Tentatively called the Toshiba Tablet, the device features a 10.1-inch display and runs Android 2.4-known as "Honeycomb"-an operating system designed specifically with tablet functionality in mind.
While Google has yet to get specific about the updates to Honeycomb, Andy Rubin, Google's head of mobile, said in a meeting in December that "Honeycomb will enable applications to have multiple views and present information differently, depending on whether they're running on a phone or a tablet," according to AP.
With the Tablet, Toshiba appears to be making an effort to compete with the Apple iPad and improve on the Folio-its initial, quick response to the burgeoning tablet market. However, the device has suffered from so many issues that some retailers in the United Kingdom actually pulled it from their shelves. (The Folio recently received a firmware update that's said to solve many, but not all, of its issues.)
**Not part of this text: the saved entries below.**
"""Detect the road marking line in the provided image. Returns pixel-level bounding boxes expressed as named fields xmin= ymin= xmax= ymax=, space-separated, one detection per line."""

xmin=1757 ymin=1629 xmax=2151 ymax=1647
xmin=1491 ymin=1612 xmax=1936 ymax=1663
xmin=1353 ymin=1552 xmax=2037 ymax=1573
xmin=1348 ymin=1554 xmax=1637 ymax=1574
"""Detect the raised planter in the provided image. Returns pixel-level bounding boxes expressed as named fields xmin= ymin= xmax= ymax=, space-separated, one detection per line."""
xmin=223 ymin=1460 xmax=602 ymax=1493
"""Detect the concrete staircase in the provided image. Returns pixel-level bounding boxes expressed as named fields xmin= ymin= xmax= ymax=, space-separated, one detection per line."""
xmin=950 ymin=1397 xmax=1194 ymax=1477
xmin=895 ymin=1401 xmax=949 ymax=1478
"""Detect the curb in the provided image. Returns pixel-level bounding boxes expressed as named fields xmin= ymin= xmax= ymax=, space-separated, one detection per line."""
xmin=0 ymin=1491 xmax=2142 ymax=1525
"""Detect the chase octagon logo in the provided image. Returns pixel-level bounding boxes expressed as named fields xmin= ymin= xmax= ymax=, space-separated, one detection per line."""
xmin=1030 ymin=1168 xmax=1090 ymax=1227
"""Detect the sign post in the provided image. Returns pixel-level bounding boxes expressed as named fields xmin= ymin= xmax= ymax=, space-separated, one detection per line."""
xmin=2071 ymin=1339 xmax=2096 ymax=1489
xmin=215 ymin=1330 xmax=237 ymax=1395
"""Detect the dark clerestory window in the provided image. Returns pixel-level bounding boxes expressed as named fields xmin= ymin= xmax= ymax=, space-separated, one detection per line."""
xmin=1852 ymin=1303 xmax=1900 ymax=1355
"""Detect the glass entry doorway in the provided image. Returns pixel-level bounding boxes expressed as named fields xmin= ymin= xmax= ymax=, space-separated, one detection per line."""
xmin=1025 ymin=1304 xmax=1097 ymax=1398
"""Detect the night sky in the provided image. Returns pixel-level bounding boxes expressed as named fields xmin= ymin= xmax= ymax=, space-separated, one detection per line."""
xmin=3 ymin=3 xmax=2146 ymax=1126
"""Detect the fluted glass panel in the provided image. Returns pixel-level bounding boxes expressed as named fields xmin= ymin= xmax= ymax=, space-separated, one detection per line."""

The Tablet is expected to be slightly larger and heavier than the iPad-1.7 pounds and just over half an inch thick, versus the iPad's firm 0.5 inches and 1.5 pounds. It will reportedly run Nvidia's dual-core Tegra 2 chip and offer only WiFi connectivity at first, with carrier deals (and so wireless broadband connectivity) expected to follow. Battery life-a far cry from the iPad's 10-plus hours-is said to clock in at seven hours.
Besting the iPad, however, it'll have two cameras-a 5-megapixel model on the back and a 2-megapixel model up front-and run Adobe's Flash. GPS and Bluetooth will be included, and so will a mini USB port and SD memory card slot, as well as full-size USB and HDMI (High-Definition Multimedia Interface) ports. The display will also support high-definition video viewing at a resolution of 1080p.
Ergonomics are said to be improved since the Folio. There's a rubberized back for easy gripping; a glossy, black front; and a replaceable rear plate for customizing the Tablet's appearance.
As for pricing, that, too, is not yet firmly settled, reports AP, though the device should be "competitive with the iPad," which ranges from $499 for the 16GB, WiFi-only model to $829 for the highest-end version, with 64GB of memory and both WiFi and 3G connectivity.
Toshiba should have lots of company in introducing a tablet at CES. Microsoft CEO Steve Ballmer is expected to introduce several Windows 7-running tablets, including models from Samsung and Dell.
Market research firm iSuppli expects shipments of tablets to reach 43.7 million in 2011, before climbing to 63.3 million in 2012. According to The New York Times, Ballmer may also show off a model running Windows 8.
ViewSonic is also expected to introduce a hybrid Android-running smartphone/tablet that can support 4G connectivity, and Motorola is likely to unveil a tablet, teasingly shown off late in 2010, that will also run Honeycomb. Hewlett-Packard will soon also be contributing to the tablet market-likely in the March timeframe-and so will Research In Motion, though May is said to be more likely.
While Toshiba will introduce the Tablet in January, writes AP, it won't become available until June.